Seufzend stieg Lukas aus und schlug den Kragen seines weißen irischen Troyers hoch. Es traf ihn fast der Schlag, beim Anblick der abgefahrenen Sommerreifen. Genau jener Schlag sauste durch seine Eingeweide und entlud sich mit einem Tritt auf das Hinterrad. Hallo es war Winter, und er wusste genau, dass dies kein Zufall oder seine Vergesslichkeit war.
Jetzt nervte ihn noch das Not Rad, welches er nicht auf die Antriebsachse ziehen durfte. Also auf und ab bocken, Vorderrad runter, Not Rad auf die Achse, Vorderrad nach hinten. Er war schon beim Lösen der Radmuttern nass.

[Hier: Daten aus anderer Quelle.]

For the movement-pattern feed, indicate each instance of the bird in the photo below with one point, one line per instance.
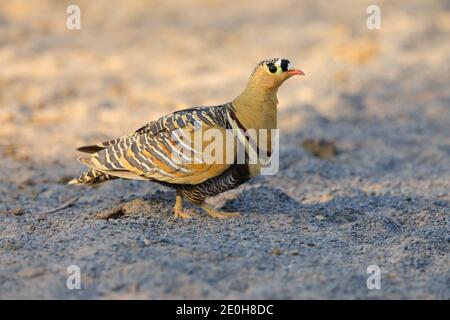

“Haben Sie nicht aufgepasst, als Sie den Wagen aus der Werkstatt holten?”, fragte Ira. Sie stand mit einem winzigen Schirm über ihm.
Die Gedanken-Autobahnen in Lukas grauen Zellen meldeten hohes Verkehrsaufkommen, aber die Worte blieben im Stau stecken, denn welche Frau lässt sich gerne blöde Kuh nennen? Irgendwie waren die Machtverhältnisse nicht so verteilt wie er es für richtig hielt.